Güncelleme Tarihi:
Elif DEMİRCİ/İZMİR, (DHA)- TÜRKİYE Kadın Dernekleri Federasyonu Başkanı Canan Güllü, kadın şiddeti, ensest, cinsel istismar ve çocuk tacizini önlemek için mücadele ederken bir işadamının "Benim ortanca hanım" sözleri, Aile ve Sosyal Politikalar Bakanı'nın tecavüz skandalına ilişkin "Bir kere olması karalamak için gerekçe olamaz" sözlerinin insan onuruyla alay etmek olduğunu söyledi.
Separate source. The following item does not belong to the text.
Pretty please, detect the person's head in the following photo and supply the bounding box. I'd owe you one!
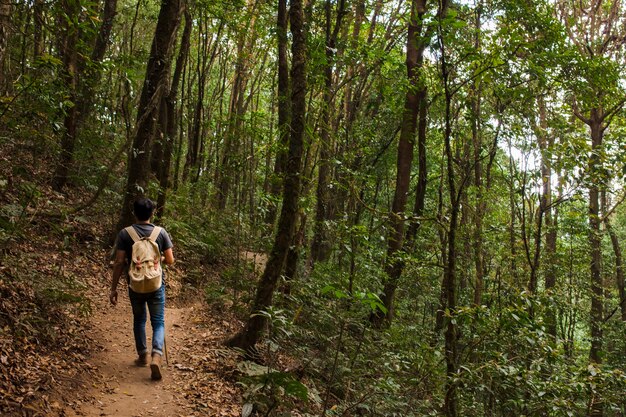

Güllü, tepki göstermenin sadece kadın dernekleri ve ilgili sivil toplum kuruluşlarının işi olmadığını anlatırken, "Uçurumdan düşen Türkiye'nin geleceğini kurtarmak hepimizin işi" dedi.
Türkiye Kadın Dernekleri Federasyonu Başkanı Canan Güllü, kadına yönelik şiddet, çocuk istismarını önlemek için mücadele ederken Aile ve Sosyal Politikalar Bakanı Sema Ramazanoğlu'nun Ensar Vakfı'nın evlerinde gerçekleşen tecavüz skandalı sonrası "Bir kere olması karalamak için gerekçe olamaz" sözleriyle İşadamı Ali Ağaoğlu'nun "Ortanca hanımla İstiklal Caddesi'ne gittim. Millet fakir, karanfil bırakıyor, ben gül bıraktım" sözlerine tepki gösterdi. Canan Güllü, Ağaoğlu'nun Medeni Yasası'nın tek eşlilik maddesiyle dalga geçer gibi 'ortanca hanım' demesinin hakaret olduğunu belirterek terör eylemi sonrası ölenler için fakirler karanfil bırakırken kendisinin zenginliğinden gül bırakmasını, dinleyicilerin de buna gülmesini akıl dışı bulduğunu ifade etti. Güllü, şöyle konuştu:
"Artan kadın şiddeti, ensest, çocuk tacizini önlemek için mücadele ederken adeta dinin cinselliğe eşitlendiği bir zamanı yaşıyoruz. Güvenlik kaygısıyla hayatlarımız değersizleşirken, sokağa çıkmaktan korkar hale gelmişken kendi egolarını tatmin edenlerin sapık zihniyetine maruz kalıyoruz. Türkiye Kadın Dernekleri Federasyonu olarak nereye nasıl yetişeceğimizi şaşırdık. Bartın'da ensestle mücadele ederken Karaman'da taciz, Diyarbakır'da cinsel istismar patlıyor. Cinsel istismarda erken boşalmayı gerekçe göstererek cezayı düşüren mahkemelerle uğraşırken öte yandan Aile Bakanı'nın "Bir kere olması karalamak için gerekçe olamaz" sözlerini duyuyoruz. Vatandaş, federasyonun ihbar telefonlarından elektronik posta adreslerinden ve sosyal medya hesaplarından bize ulaşıyor. Halk artık yerinde duramıyor. Çünkü ülke yıllardır sessiz kalarak gelişmeleri izledi. Artık susmuyor. Pisliklerin üstünün örtülmesini istemiyor. Halkımız gördü ki sadece derneklerin, sivil toplum kuruluşlarının konuşmasıyla olmuyor, bu ülke meselesi. Uçurumdan düşen Türkiye'nin geleceğini kurtarmak hepimizin işi."